I sat in the DBT group with life’s other rejects. I felt like I had real problems and these people were crybabies. We watched videos about strategies for “Distress Tolerance” and “Interpersonal Effectiveness”. My therapist gently explained that emotions were like waves and eventually I’d learn how to self soothe. I felt a joke. No one understood how hard it was to be me. I wanted to call my mom and scream, “IT’S NOT JUST A PHASE!”
The DBT group was a bare bones beginning. My estranged father died from alcoholism the day after Thanksgiving in 2015. You could call it a wakeup call because once you look into a mirror, you can’t un-see your reflection. I began to recover when I gave up and admitted I could not live with myself anymore. I got sober and started accepting spiritual help from others who had been where I had been.
Today, I never know if it’s anxiety or depression or alcoholism or BPD or PTSD or simply the existential crisis inherent to being human that’s causing me to suffer, and to be frank, I don’t care. I stay focused on the solution rather than ruminating on the problem. Today I know I don’t have to believe my thoughts, that my fleeting feelings aren’t facts and that I’m going to be okay no matter what. Today I live in reality.
Since my recovery began I’ve learned how to tell the truth, say sorry and ask for help. I’ve learned how to be vulnerable and to have realistic expectations of others and myself. I’ve learned that courage isn’t the absence of fear, it’s being afraid of something but going through with it anyway.
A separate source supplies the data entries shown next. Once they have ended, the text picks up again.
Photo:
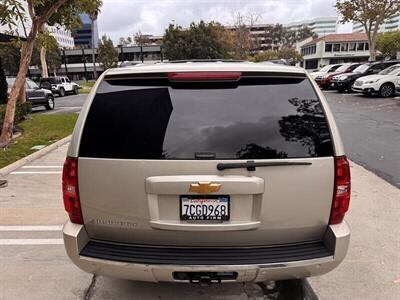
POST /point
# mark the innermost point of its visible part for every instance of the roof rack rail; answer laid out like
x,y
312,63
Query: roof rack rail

Now I can cultivate healthy relationships around communication, trust and a gentle loving kindness. I have loved ones who I don’t have to cut out of my life every two seconds for not meeting my unreasonable demands. I don’t settle for black and white thinking. I have healthy coping skills and a set of tools, even some I took from my dreaded DBT group.
Today, I still have challenges and there are things I don’t like about myself, but I can accept myself as I am. I have problems but I am still worthy of love.
Now I know that there’s nothing wrong with me. I might have a brain that’s hardwired to self-destruct, but at the end of the day, I’m just another human being having a human experience. Sometimes I need a little extra help and care. The truth is I’m not broken and neither are you. I am not defined by what is or isn’t in my medical chart. Being a human is an everyday battle and asking for help is the best thing I’ve ever done. While I have healed many old wounds, the healing has only just begun.